Mum sits across from me with a steaming mug of coffee, wearing the kind of thoughtful look that tells me she's carefully gauging my reaction to the article. "I can't believe they let predators roam around like they're innocent," she finally says.

That's what she keeps calling Andre, and even though I resisted the term at first, I get it now. Especially the way he keeps twisting the truth to suit the image of himself that he's trying to present: the helpful witness, relieved and grateful to finally be away from his domineering ex-fiancé, doing everything he can to make up for her crimes.

"At least he resigned," I say.

For a while, my Mum and Dad talked about bringing corruption-of-minor charges or something similar against Andre. Maybe that's the right call, but the idea of having our relationship dissected even more than it already had been horrified me so much that they backed off. Ultimately, at least for now, they decided to focus on getting his teaching degree revoked. Charlton High had already suspended him, pending investigation, when he quit.

I read through the article again, but there's nothing much new there.

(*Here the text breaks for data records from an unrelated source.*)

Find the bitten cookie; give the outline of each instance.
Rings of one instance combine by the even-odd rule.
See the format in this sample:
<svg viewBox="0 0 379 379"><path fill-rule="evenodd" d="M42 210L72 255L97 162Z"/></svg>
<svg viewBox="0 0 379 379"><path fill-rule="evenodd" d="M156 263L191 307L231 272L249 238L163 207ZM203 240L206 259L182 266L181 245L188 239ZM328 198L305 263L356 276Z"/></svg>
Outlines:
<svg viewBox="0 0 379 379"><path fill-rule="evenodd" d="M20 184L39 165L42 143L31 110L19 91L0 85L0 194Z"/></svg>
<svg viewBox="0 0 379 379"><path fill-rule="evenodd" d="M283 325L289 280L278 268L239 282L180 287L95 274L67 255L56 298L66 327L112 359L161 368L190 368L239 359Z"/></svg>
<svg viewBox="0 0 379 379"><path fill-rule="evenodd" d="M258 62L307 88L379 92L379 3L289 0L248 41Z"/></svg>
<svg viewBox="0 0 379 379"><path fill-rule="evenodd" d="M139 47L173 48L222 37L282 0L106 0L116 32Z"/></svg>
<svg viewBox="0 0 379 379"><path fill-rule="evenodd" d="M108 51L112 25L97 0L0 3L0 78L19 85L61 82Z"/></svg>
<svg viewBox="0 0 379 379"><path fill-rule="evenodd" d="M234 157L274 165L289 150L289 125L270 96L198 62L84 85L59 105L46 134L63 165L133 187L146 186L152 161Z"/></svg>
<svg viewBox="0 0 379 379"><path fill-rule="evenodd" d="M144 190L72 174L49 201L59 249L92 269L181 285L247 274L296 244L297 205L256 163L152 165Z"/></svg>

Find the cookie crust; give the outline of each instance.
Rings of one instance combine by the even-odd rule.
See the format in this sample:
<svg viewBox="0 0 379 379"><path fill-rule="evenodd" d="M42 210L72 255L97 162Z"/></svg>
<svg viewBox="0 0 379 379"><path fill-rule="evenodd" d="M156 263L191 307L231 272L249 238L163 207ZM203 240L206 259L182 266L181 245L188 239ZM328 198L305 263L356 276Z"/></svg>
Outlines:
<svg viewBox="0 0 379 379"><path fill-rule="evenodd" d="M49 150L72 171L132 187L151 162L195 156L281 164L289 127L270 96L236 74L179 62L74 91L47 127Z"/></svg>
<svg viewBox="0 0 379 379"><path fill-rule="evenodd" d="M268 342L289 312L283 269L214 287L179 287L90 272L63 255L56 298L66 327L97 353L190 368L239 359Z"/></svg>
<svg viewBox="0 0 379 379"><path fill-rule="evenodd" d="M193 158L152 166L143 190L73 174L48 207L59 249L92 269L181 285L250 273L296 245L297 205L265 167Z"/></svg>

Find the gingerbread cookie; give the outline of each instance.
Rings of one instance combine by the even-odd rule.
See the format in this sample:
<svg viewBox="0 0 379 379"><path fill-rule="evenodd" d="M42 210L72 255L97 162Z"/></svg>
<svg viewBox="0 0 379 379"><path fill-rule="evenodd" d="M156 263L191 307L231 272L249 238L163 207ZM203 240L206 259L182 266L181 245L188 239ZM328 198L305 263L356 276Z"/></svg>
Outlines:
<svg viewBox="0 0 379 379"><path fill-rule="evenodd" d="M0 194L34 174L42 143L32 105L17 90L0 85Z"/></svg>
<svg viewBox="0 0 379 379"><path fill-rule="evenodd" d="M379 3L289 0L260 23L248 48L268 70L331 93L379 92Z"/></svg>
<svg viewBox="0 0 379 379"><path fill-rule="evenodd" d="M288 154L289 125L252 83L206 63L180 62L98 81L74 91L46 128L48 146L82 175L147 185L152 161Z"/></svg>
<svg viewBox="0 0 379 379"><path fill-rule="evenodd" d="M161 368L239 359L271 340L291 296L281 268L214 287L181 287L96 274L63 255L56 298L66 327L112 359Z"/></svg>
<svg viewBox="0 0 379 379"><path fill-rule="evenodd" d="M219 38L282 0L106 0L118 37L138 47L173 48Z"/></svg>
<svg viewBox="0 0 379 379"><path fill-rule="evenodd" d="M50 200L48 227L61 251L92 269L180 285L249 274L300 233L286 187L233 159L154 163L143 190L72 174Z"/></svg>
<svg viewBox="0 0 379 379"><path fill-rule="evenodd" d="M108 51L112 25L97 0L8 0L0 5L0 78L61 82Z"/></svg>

Andre has admitted that he was having multiple affairs while engaged to Coach Purcell, but he's refusing to give names, and since they're not involved in the investigation, police aren't forcing him. So I guess we might never know who J is, and I remind myself that I'm okay with that.

Mum frowns, wrapping her hands around her coffee mug. "I know he's providing the police with valuable information, but I wish that wasn't quite as much of a shield as it's turning out to be," she says.

I don't answer, because I could really use a subject change. We've already discussed this at length. Multiple times. And while I appreciate her support, both my parents have been great, considering how much I lied to them, sometimes I need a break from being part of the news cycle. I flick the article away and pull up my messages, opening one that Perrie sent at 2 o'clock in the morning. "Did you know, the average person spends six months of their life waiting for red lights to turn green?" I ask Mum.

She accepts the conversational shift with a smile. "Is that a Perrie factoid?"

"It is." She's sending them to me constantly again, which I enjoy. I send her back panels of my latest web comic, The Shittiest Day Ever, which is by far the darkest, angriest, most emotional thing I've ever created. It's also, at least according to Perrie, the best.

"It's nice to see you reconnecting with your old friends," Mum says, taking a long sip of coffee. "And making new ones."

I wasn't sure how people would treat me when I went back to school that first week after being released from the hospital. Whether I'd be viewed as a hero for making it out of the garage alive, even though I got my arse kicked in the process, or a weirdo thanks to Andre's denials about what happened between us. I found out pretty fast when I walked down the hallway towards my form room and a couple of lads in my class started singing "Hot for Teacher" at the top of their lungs. Everyone laughed, and my face burned with the realisation of just how much the rest of my last year was going to be shit. Then I felt an arm sling around my neck.